I worked with a man not long ago who had done something similar. He had previous successful business exits and financial success, but his latest business had dropped from £90,000 a month to £30,000. His wife had moved out, and his relationship with his kids was strained. He walked into the room with authority, knew his stuff, and looked completely capable.
We didn’t touch his marketing or rebuild his funnel; we worked on him. On the stories he was running, on the fear driving his decisions, on the gap between the man he was showing up as and the man he actually was.
Within three months, his business started to recover. His relationship improved, and his wife moved back in. Things that had been stuck for months began to move, not because the strategy changed, but because he found out who he really was, removed the fear, and found the truth.
The Silence Around It
What makes this crisis so isolating is that most successful men don’t talk about it. And when they try, they are often met with confusion, banter, or dismissal. Admitting emptiness while appearing accomplished feels contradictory, like failure disguised as confession. And in British masculine culture, that kind of vulnerability carries a specific social tax. When a man encounters that response, he tends to suck it up and push even harder, which makes the whole problem worse.
I spent over £100,000 on personal development, trying to solve the thing underneath. Business coaching, masterminds, events, frameworks. Some of it was useful, but none of it touched the real problem, because none of it asked the right question.
The real question is not: How do I fix my business, my fitness, my relationships?
It is: Who am I being right now, and how is that creating the outcomes I am experiencing?
Finding Your Way Back
The path forward isn’t about achieving more or climbing higher; it is about completely different work. The internal work of asking the questions that have been sitting underneath everything all along.

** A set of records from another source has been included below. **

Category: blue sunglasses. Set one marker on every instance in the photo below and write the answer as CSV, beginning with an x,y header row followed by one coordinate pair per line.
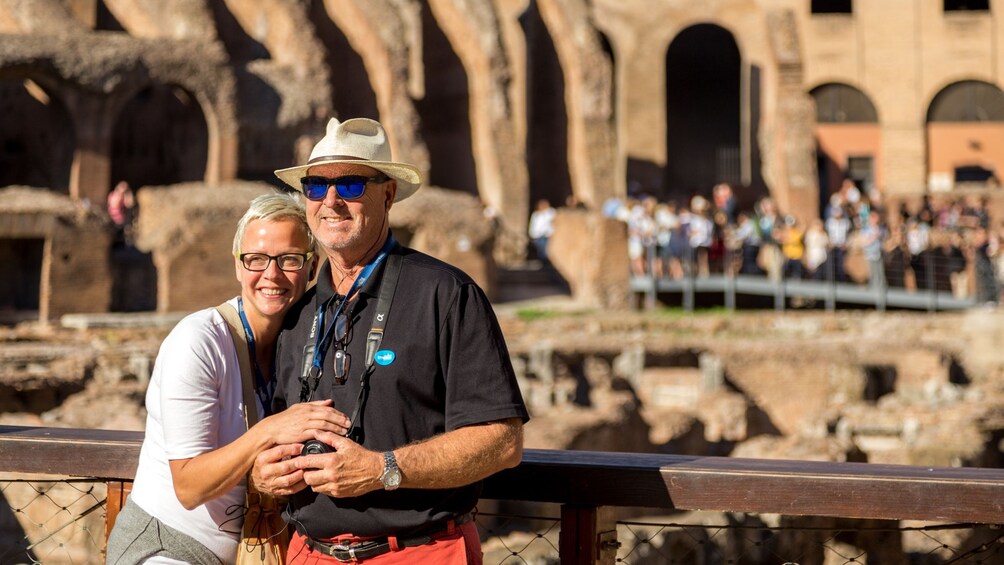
x,y
349,187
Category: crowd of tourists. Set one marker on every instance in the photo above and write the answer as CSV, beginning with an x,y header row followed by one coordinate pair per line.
x,y
945,242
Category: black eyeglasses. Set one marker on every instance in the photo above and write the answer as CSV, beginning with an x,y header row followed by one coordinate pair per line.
x,y
349,187
285,262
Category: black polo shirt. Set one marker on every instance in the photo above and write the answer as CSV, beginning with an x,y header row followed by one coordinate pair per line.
x,y
451,368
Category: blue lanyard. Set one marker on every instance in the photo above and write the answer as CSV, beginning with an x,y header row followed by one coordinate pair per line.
x,y
322,339
263,388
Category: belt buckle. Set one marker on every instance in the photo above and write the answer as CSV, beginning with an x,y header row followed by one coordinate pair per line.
x,y
344,548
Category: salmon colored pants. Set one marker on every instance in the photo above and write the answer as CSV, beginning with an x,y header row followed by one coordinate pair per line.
x,y
462,546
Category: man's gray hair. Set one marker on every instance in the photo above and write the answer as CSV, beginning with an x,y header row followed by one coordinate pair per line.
x,y
274,207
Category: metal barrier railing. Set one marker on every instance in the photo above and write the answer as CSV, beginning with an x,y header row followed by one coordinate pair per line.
x,y
931,282
614,508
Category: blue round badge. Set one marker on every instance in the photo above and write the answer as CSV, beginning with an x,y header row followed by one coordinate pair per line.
x,y
385,357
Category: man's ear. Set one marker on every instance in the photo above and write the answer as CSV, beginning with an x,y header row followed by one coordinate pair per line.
x,y
313,269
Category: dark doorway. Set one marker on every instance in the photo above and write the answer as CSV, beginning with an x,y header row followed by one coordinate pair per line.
x,y
445,111
19,289
134,280
546,115
36,137
702,112
161,137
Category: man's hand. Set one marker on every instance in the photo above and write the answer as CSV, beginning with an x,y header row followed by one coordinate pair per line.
x,y
350,471
276,473
301,421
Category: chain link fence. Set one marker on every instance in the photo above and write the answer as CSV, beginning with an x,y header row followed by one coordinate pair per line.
x,y
729,539
55,522
62,522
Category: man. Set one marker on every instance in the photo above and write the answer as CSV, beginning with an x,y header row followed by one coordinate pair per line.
x,y
427,381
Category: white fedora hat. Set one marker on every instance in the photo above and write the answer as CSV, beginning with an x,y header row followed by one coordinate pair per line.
x,y
358,140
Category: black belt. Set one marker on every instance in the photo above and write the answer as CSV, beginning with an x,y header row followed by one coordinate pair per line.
x,y
357,551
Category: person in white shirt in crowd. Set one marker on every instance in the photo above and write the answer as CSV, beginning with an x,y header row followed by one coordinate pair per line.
x,y
641,234
816,243
541,228
838,230
701,231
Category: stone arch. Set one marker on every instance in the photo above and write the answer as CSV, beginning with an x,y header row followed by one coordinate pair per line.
x,y
161,136
965,131
703,115
546,114
445,111
848,138
387,35
37,137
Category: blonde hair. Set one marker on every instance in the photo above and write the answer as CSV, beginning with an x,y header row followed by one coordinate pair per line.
x,y
274,207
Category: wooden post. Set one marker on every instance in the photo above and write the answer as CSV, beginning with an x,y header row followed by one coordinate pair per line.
x,y
588,536
114,501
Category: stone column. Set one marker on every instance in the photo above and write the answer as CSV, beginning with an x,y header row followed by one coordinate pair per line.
x,y
588,97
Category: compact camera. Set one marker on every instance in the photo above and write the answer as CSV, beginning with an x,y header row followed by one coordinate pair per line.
x,y
315,447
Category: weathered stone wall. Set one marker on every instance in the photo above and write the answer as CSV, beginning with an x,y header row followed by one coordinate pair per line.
x,y
588,252
267,75
75,273
190,229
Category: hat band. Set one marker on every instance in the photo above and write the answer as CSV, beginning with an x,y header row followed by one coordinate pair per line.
x,y
336,158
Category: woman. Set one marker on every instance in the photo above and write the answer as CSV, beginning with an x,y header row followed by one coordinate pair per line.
x,y
186,504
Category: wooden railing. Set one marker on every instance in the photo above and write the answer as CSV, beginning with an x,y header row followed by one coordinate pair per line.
x,y
583,483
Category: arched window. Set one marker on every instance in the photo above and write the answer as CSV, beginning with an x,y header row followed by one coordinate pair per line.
x,y
840,103
969,100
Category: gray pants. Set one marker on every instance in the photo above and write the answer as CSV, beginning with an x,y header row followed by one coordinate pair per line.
x,y
139,536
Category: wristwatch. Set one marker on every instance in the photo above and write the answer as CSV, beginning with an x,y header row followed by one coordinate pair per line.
x,y
392,475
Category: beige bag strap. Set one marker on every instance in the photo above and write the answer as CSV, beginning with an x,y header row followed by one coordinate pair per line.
x,y
230,314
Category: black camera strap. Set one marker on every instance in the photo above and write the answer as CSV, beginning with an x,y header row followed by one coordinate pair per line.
x,y
388,287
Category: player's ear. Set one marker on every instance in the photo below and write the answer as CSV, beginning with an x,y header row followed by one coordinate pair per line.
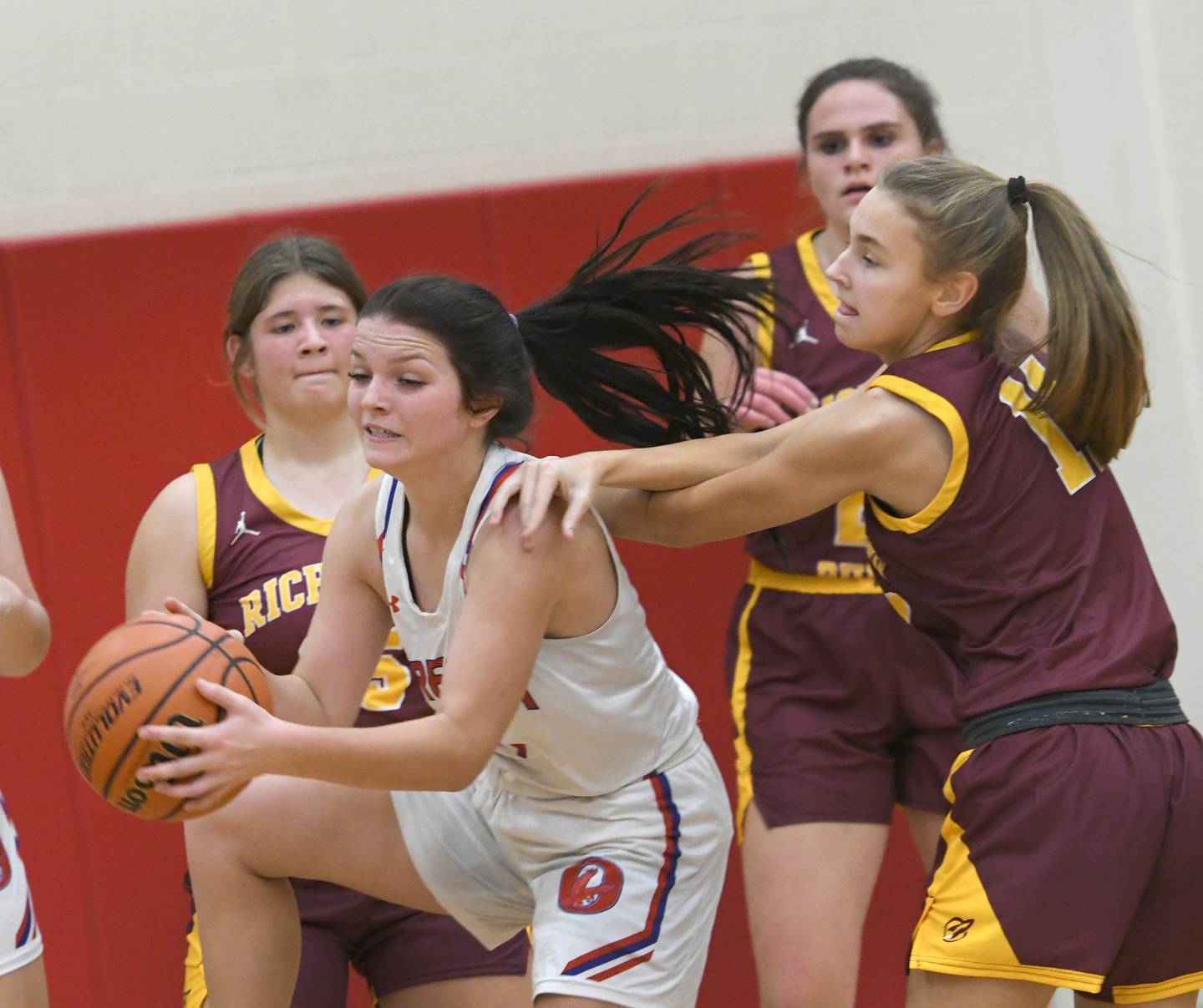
x,y
234,344
481,412
953,294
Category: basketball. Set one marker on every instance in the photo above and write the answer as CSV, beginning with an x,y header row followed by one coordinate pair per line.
x,y
145,672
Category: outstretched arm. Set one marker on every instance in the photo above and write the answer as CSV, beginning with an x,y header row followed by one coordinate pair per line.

Who am I? Why am I here? Everyone has a purpose, not some of us, everyone. And there is nothing enlightening or inspiring about playing it small.
Here is what I know from the work I have done on myself and the men I now walk alongside: the internal compass can be brought back. The feeling of being almost dead inside is not permanent. But it cannot be fixed by another strategy, another framework, or another year of keeping the treadmill running. You can liberate yourself from fear.

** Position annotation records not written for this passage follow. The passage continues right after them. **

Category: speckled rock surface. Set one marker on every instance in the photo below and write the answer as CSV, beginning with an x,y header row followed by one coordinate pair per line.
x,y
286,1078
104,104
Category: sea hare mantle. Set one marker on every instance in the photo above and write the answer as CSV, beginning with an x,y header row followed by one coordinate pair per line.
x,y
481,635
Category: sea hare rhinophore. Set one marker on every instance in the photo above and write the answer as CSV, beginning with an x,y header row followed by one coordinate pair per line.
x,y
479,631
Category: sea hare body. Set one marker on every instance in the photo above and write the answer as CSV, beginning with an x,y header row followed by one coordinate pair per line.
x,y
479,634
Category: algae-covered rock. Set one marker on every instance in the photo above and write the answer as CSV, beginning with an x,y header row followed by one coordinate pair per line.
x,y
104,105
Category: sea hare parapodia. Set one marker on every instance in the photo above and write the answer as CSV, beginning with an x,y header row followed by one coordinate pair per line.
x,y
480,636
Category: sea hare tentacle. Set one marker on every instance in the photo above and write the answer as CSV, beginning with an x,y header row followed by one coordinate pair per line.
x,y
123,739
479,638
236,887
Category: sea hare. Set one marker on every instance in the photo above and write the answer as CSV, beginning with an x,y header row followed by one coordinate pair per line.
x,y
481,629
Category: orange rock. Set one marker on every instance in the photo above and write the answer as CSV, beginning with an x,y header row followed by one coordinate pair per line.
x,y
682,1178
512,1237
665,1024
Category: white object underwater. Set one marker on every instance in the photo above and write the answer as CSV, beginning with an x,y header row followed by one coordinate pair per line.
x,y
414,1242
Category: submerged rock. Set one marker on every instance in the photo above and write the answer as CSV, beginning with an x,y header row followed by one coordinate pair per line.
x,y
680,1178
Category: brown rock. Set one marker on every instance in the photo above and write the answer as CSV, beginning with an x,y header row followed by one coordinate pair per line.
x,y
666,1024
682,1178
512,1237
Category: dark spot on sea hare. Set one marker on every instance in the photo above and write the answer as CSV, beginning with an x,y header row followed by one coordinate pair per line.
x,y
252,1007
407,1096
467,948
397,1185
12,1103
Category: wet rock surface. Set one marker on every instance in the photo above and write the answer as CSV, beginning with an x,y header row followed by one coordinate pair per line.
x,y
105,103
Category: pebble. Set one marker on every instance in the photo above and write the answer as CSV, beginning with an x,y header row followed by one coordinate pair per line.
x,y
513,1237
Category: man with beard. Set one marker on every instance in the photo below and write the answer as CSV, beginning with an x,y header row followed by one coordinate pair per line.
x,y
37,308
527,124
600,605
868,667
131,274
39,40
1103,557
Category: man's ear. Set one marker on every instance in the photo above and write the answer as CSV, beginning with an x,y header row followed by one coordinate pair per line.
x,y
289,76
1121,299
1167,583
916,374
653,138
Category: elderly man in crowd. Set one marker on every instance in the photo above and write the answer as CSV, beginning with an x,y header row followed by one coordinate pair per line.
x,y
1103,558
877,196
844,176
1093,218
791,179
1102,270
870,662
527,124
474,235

For me, the shift began when my coach looked at me during one of the darkest periods of my life and said simply: “That’s fear. You’re operating from fear.”
No one had ever said that to me before. Every other person in my professional life had been exploiting it without naming it.

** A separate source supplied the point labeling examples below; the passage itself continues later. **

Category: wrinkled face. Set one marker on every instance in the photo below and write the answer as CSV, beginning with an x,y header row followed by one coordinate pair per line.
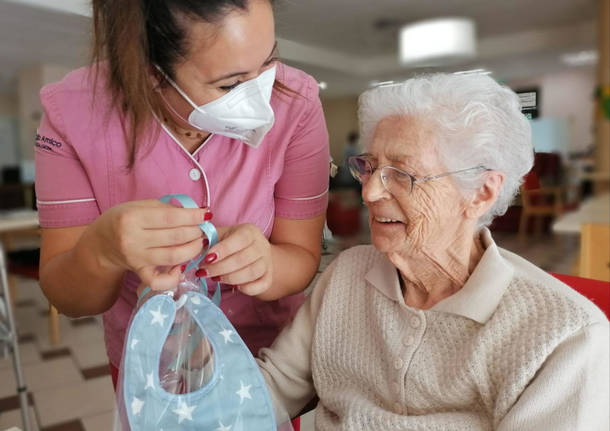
x,y
223,55
427,219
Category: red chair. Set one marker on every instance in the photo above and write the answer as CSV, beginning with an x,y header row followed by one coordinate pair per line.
x,y
596,291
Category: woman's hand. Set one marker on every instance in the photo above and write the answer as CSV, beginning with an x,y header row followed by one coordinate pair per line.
x,y
149,238
242,258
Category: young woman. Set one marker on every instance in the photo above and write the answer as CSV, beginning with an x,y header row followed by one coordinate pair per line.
x,y
182,97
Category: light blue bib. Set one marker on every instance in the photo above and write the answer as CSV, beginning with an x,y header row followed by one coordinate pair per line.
x,y
234,399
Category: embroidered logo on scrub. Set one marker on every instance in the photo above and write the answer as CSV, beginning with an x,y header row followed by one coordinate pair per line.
x,y
234,399
46,143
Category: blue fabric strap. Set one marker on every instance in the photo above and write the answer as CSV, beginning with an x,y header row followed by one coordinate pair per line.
x,y
211,234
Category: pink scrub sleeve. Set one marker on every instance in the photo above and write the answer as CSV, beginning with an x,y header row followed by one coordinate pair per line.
x,y
63,190
302,190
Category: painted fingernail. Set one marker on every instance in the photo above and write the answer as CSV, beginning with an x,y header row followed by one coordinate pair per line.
x,y
210,258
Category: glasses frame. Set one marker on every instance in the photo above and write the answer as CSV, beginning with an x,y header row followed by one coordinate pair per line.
x,y
414,180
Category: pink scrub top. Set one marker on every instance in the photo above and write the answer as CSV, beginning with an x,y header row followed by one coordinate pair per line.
x,y
81,171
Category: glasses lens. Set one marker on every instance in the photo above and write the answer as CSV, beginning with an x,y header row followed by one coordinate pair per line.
x,y
397,182
360,168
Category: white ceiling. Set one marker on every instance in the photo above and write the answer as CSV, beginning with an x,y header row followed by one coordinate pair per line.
x,y
337,41
349,25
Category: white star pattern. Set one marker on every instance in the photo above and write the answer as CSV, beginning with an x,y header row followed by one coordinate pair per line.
x,y
184,411
136,406
158,317
149,381
226,333
244,392
223,427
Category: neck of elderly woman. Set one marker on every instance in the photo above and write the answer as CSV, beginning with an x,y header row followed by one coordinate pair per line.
x,y
436,272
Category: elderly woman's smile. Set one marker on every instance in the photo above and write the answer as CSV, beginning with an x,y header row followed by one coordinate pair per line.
x,y
433,326
406,220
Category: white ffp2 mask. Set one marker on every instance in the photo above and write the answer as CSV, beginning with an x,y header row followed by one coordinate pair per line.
x,y
243,113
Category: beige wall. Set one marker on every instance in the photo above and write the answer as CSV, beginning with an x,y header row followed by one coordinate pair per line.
x,y
8,105
567,95
8,130
341,118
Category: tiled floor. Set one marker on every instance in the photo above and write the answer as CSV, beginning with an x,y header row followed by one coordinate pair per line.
x,y
70,386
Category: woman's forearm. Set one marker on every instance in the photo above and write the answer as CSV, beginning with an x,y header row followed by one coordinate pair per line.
x,y
78,282
293,269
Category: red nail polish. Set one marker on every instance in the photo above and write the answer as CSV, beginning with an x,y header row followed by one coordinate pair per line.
x,y
210,258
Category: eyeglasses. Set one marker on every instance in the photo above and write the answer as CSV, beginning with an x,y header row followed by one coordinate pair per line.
x,y
396,181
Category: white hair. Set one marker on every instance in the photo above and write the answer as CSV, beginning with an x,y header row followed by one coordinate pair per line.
x,y
475,120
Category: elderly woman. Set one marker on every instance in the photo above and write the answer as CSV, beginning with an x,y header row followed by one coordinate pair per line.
x,y
434,327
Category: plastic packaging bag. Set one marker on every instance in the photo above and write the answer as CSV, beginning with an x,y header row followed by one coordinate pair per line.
x,y
184,366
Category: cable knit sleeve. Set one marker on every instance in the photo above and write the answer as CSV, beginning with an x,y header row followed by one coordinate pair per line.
x,y
286,365
570,391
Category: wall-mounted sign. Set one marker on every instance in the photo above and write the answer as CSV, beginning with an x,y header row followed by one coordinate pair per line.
x,y
530,100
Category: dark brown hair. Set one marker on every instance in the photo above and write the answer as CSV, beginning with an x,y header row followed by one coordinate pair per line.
x,y
132,36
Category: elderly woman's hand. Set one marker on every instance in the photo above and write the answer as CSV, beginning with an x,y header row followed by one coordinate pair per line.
x,y
241,258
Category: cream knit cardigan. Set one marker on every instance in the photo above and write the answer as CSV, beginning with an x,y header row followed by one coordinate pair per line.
x,y
514,349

That single observation changed everything, not because it was complicated, but because it was true, and it was finally named.
The Real Work
Success without direction is like running at full speed without knowing where you’re going. It looks impressive from the outside, but from the inside, it feels empty.
The good news is that once you acknowledge the directionlessness, it can be addressed. But it requires something most high-performing men have never been given: permission to put down the performed version of themselves, and the conditions and the brotherhood to find out who is actually underneath.
That is the conversation most men have never had, not because they don’t want it, but because nobody has ever created the space for it.
And if something in this article made you feel, just for a moment, that someone finally understands what you are living, that feeling is the beginning of something important. Don’t bury it with work.